As mentioned previously, due to the nature of the current phase in which we are archiving Barbara Drake’s collection, I have given myself much more freedom to engage with the specific materials. This past week, I found myself lost in the research Drake had compiled regarding ancient Indigenous history, and the artifacts that contributed to some of this understanding. Doing so, I learned a word I had never heard before– intaglio.
An intaglio, or a geoglyph, can be found prominently in the stretch of desert that connects Arizona to California. Their ancient construction resulted from the displacement of dark stones to reveal the light soil underneath, etchings that created a permanent symbol of prehistoric ancestries. According to an April 1989 issue of Arizona Highways these etchings are believed to be anywhere from 150, to 5,000 years old. Additionally, these etchings range anywhere from 20 feet in diameter, to over 150 feet. One intaglio, 75 miles west of Phoenix, measures an incredible 300 feet. These intaglios bear the resemblance of human figures, snakes, lizards, mountain lions and other geometric shapes. So, what does it all mean? Archaeologists mainly contend that these geoglyphs were intended to communicate with Native gods. The tone of communication exists on a speculative continuum ranging from praise and honor, to cries for help, imploring divine intervention to assuage the cruelty of an unrelenting and changing landscape. The aforementioned geoglyphs provide a peek into a time where the veil between spirituality and mortality might have been thinner.

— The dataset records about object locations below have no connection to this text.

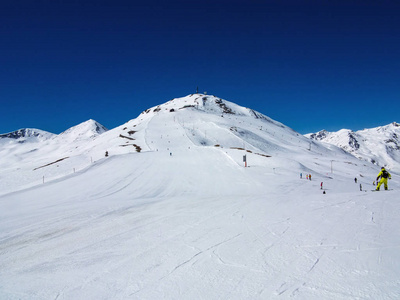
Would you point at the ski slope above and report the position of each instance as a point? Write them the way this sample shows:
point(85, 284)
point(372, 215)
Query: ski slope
point(184, 219)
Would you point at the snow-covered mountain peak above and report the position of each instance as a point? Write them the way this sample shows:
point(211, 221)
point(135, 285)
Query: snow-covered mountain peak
point(26, 134)
point(88, 129)
point(379, 145)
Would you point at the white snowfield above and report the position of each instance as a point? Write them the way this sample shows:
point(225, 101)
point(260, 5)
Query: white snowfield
point(184, 219)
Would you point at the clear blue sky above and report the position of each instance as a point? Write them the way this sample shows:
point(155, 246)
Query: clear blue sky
point(311, 65)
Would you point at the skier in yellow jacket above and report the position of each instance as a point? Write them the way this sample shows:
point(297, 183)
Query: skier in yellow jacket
point(384, 175)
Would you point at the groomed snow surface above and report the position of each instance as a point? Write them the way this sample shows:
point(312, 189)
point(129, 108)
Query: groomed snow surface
point(187, 220)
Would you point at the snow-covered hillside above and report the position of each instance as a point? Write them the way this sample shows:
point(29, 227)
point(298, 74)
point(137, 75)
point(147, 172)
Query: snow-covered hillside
point(173, 213)
point(380, 145)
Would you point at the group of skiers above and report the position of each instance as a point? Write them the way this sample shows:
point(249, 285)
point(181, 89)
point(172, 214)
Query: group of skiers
point(308, 176)
point(382, 178)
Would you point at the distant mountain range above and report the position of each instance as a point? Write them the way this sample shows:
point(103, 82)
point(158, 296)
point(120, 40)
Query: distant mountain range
point(380, 145)
point(189, 122)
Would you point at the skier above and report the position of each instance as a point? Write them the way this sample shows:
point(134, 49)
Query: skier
point(384, 175)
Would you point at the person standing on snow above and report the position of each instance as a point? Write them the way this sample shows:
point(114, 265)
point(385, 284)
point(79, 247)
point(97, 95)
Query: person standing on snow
point(384, 175)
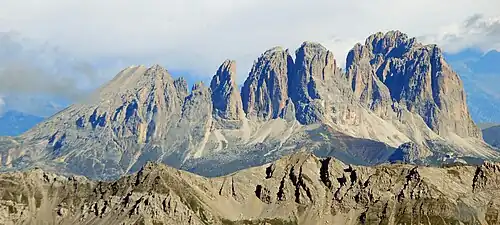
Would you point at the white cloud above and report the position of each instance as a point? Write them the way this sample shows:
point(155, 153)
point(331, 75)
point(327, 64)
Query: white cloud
point(197, 35)
point(477, 31)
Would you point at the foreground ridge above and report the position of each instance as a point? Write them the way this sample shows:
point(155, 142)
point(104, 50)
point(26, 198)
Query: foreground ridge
point(297, 189)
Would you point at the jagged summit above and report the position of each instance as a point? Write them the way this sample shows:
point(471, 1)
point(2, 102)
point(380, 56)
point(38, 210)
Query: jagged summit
point(395, 92)
point(265, 90)
point(415, 76)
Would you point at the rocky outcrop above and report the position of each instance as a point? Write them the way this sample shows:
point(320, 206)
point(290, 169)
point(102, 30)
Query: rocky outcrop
point(225, 94)
point(416, 77)
point(297, 189)
point(396, 89)
point(313, 81)
point(371, 92)
point(265, 91)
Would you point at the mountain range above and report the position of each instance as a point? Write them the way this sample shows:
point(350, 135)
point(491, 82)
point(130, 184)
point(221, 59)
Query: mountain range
point(15, 123)
point(398, 100)
point(388, 140)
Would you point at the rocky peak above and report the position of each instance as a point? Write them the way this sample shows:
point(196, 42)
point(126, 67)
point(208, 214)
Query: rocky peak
point(315, 78)
point(415, 76)
point(181, 86)
point(265, 91)
point(225, 94)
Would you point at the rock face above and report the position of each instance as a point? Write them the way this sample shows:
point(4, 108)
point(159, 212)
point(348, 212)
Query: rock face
point(298, 189)
point(265, 92)
point(225, 95)
point(395, 91)
point(415, 76)
point(314, 78)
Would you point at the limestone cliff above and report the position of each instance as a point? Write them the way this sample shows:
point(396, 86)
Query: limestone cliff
point(298, 189)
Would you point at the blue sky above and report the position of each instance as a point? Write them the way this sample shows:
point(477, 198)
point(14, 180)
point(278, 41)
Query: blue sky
point(65, 48)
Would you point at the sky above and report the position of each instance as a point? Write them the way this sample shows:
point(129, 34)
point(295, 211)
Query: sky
point(62, 47)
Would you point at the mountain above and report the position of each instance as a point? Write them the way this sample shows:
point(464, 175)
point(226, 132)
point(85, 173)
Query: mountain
point(14, 123)
point(298, 189)
point(480, 74)
point(398, 101)
point(492, 136)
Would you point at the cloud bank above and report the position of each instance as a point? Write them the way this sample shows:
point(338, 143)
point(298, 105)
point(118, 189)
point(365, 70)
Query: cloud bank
point(197, 35)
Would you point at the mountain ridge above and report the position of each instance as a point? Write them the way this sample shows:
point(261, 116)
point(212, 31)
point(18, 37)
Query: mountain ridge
point(285, 105)
point(297, 189)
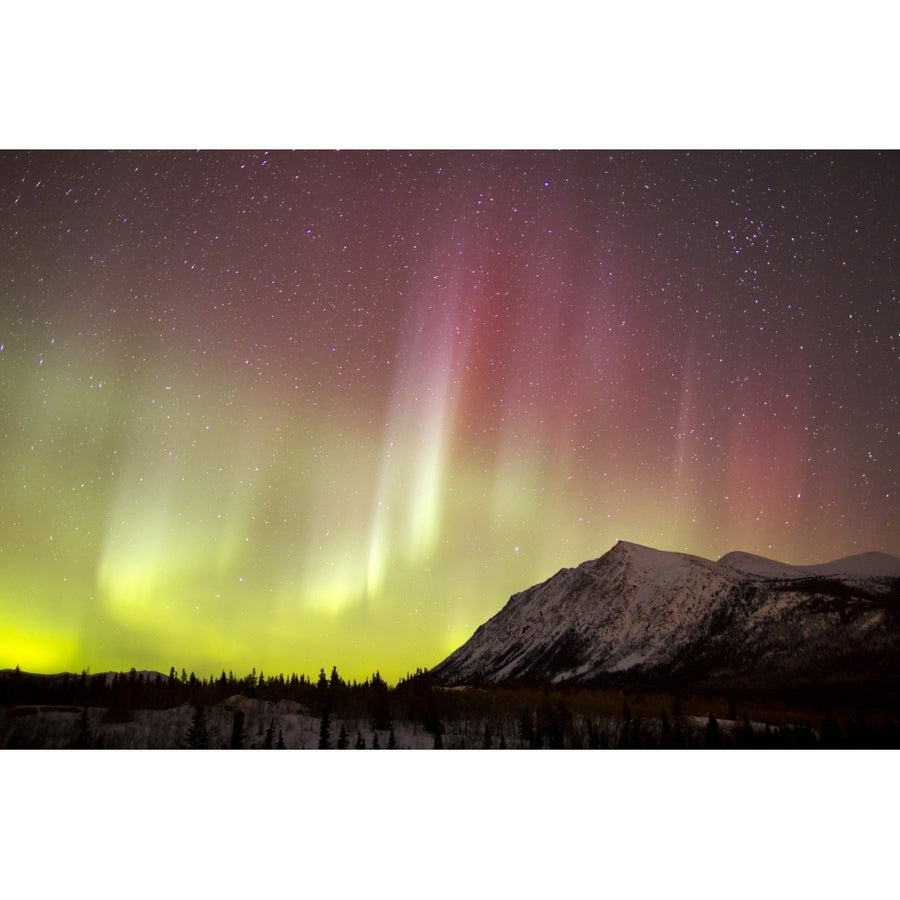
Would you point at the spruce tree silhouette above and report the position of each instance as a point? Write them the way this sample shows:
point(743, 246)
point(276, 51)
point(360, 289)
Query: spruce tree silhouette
point(325, 731)
point(198, 736)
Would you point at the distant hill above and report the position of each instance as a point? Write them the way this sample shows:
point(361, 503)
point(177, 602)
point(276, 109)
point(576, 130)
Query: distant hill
point(646, 617)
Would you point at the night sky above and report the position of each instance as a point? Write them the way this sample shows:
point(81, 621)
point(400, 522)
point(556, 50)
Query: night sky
point(295, 410)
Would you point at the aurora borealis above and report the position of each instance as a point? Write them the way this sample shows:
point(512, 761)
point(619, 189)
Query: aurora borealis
point(291, 410)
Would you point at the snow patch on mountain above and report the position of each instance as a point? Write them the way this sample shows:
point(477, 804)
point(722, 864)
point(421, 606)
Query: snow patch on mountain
point(639, 610)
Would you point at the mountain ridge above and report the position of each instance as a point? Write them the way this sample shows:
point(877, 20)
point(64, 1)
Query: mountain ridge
point(664, 616)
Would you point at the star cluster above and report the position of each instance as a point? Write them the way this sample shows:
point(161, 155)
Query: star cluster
point(296, 409)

These relics of a distant past, and their mystery, illustrate how much history was lost to colonialism. Not only did colonizers do their best to eradicate the powerful Native themselves, they simultaneously robbed future persons of enculturated sources for which clues to human history might exist. Due to the genocidal force that perpetuated colonialism, much of the primary, secondary or even tertiary source material regarding the spirituality of the ancient Native has been lost. Luckily, caretakers of culture and heritage, like Barbara Drake and her fellow Indigenous peoples, have preserved what is left and seek to reclaim what is yet to be discovered.